Pekanbaru (Outsiders) – Di balik bulu lembut kucing kesayangan, sering kali ada musuh kecil yang jarang disadari, yaitu kutu kucing atau Ctenocephalides felis. Walaupun ukurannya hanya 1–3 milimeter, kutu memiliki kemampuan melompat hingga 30 cm. Sifat inilah yang membuatnya mudah berpindah dari satu hewan ke hewan lain, bahkan bersembunyi di sofa atau karpet rumah.

Ledakan Populasi dalam Waktu Singkat

Kutu betina sangat produktif.
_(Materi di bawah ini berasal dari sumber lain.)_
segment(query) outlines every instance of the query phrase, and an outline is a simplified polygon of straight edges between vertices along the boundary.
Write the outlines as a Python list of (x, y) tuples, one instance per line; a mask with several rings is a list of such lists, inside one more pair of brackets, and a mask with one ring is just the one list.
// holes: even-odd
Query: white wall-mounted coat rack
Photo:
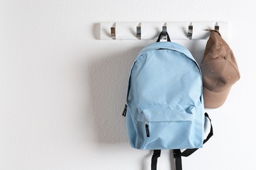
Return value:
[(171, 40), (207, 39), (210, 32), (219, 29), (228, 39), (226, 22), (101, 22), (101, 40), (153, 40), (161, 33), (167, 31)]

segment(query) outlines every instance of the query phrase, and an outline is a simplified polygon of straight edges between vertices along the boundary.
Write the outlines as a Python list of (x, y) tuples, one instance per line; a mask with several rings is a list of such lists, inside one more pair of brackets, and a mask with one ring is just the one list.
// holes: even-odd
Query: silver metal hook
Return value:
[(163, 35), (163, 39), (166, 39), (167, 38), (167, 26), (163, 26), (162, 27), (162, 35)]
[(214, 26), (214, 30), (219, 31), (219, 26), (218, 25), (218, 22), (216, 23), (216, 25)]
[(193, 26), (191, 24), (192, 24), (188, 26), (188, 33), (186, 35), (186, 37), (190, 39), (192, 39), (192, 37), (193, 35)]
[(112, 39), (116, 39), (116, 27), (110, 27), (110, 35)]

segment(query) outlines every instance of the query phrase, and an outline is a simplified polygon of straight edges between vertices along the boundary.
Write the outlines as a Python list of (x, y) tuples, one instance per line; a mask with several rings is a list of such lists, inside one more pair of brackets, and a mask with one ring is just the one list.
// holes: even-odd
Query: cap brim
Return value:
[(224, 92), (213, 92), (206, 88), (203, 88), (203, 103), (205, 108), (216, 109), (221, 107), (225, 102), (231, 87)]

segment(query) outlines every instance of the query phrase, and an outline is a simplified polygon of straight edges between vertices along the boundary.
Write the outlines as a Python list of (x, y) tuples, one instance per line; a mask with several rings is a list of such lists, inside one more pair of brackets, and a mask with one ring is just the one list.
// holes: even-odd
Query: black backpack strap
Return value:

Setiap hari bisa menghasilkan 20 sampai 50 butir telur, sehingga dalam sebulan jumlahnya bisa mencapai lebih dari 1.500. Berdasarkan data Companion Animal Parasite Council (CAPC), kutu bisa menyelesaikan siklus hidup dari telur hingga dewasa hanya dalam waktu 2–3 minggu, tergantung kondisi lingkungan. Inilah sebabnya infestasi kutu sering cepat meluas.
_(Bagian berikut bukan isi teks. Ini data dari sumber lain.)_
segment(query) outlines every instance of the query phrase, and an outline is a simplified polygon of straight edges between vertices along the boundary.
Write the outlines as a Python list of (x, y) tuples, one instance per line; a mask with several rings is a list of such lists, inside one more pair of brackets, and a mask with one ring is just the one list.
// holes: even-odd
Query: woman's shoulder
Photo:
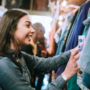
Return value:
[(7, 72), (10, 68), (14, 68), (16, 65), (8, 57), (0, 56), (0, 72)]

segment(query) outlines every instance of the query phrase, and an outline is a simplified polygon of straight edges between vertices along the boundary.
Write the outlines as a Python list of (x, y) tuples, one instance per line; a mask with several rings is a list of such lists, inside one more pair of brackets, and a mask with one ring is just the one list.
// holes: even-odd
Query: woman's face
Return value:
[(19, 45), (29, 45), (34, 32), (35, 30), (32, 28), (29, 16), (25, 15), (18, 22), (17, 30), (14, 32), (14, 38)]

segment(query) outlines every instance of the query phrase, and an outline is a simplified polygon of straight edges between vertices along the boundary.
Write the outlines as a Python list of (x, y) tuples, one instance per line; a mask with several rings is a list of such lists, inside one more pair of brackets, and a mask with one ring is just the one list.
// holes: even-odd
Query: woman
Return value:
[(66, 81), (79, 69), (76, 60), (80, 55), (76, 55), (76, 48), (47, 59), (20, 52), (21, 45), (30, 43), (34, 33), (31, 26), (28, 13), (22, 10), (9, 10), (0, 20), (0, 90), (35, 90), (30, 85), (28, 68), (47, 73), (70, 58), (62, 75), (47, 87), (47, 90), (62, 90)]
Dampak pada Kesehatan Kucing

Kehadiran kutu tidak sekadar menimbulkan rasa gatal. Menurut American Veterinary Medical Association (AVMA), masalah yang dapat timbul antara lain:

  • Alergi gigitan kutu (FAD). Air liur kutu dapat memicu reaksi alergi berupa kulit merah, luka, dan kerontokan bulu.
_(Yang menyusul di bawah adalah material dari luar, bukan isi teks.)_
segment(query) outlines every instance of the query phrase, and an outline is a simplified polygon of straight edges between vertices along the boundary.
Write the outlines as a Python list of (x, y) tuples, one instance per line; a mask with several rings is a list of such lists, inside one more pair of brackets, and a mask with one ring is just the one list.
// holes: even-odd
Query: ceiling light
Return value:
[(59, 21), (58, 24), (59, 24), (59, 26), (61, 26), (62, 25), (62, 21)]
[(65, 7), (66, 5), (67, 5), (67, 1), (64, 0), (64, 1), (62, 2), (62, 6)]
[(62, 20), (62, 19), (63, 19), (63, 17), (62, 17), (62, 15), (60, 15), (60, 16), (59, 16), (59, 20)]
  • Anemia. Seekor kutu mampu mengisap darah belasan kali lipat dari berat tubuhnya. Jika jumlahnya banyak, anak kucing bisa kehilangan darah dalam jumlah signifikan.

  • Infeksi cacing pita. Cacing pita Dipylidium caninum dapat menginfeksi ketika kucing menelan kutu yang membawa larva cacing.

Risiko pada Manusia

Meski lebih sering menyerang hewan, kutu juga bisa menggigit manusia. Gigitan ini menimbulkan rasa gatal dan ruam kulit. Selain itu, kutu berpotensi menularkan bakteri Bartonella henselae, penyebab penyakit cat scratch fever.

Cara Efektif Mengendalikan Kutu

  1. Terapi antiparasit.
    Obat tetes spot-on maupun tablet kunyah dengan bahan aktif seperti fipronil atau selamectin terbukti efektif. Penelitian menunjukkan penggunaan rutin tiap bulan mampu mengendalikan infestasi lebih dari 95 persen.

  2. Menjaga kebersihan lingkungan.
    Hanya sebagian kecil kutu yang berada di tubuh kucing, sisanya tersebar di lingkungan dalam bentuk telur, larva, dan pupa. Itu sebabnya, mencuci alas tidur dengan air panas, menjemurnya, serta rutin membersihkan rumah menggunakan vacuum cleaner sangat diperlukan.

  3. Pencegahan jangka panjang.
    Siklus hidup kutu bisa berlangsung hingga 3–4 bulan. Karena itu, pemberian obat antiparasit tidak cukup dilakukan sekali. Dokter hewan menyarankan pemberian rutin minimal sebulan sekali.

Pentingnya Pencegahan

Menurut laporan European Scientific Counsel Companion Animal Parasites (ESCCAP), pencegahan jauh lebih mudah dibanding mengobati infestasi yang sudah parah. Kombinasi perawatan bulu, pemberian obat pencegah, serta kebersihan lingkungan bisa menekan risiko serangan kutu secara signifikan.

Meski kecil, kutu kucing mampu menimbulkan gangguan kesehatan serius pada hewan peliharaan maupun manusia. Membasminya tidak cukup hanya dengan mandi sekali, melainkan butuh strategi menyeluruh dan berkesinambungan. Dengan perawatan yang konsisten, kucing bisa terbebas dari kutu dan tetap sehat.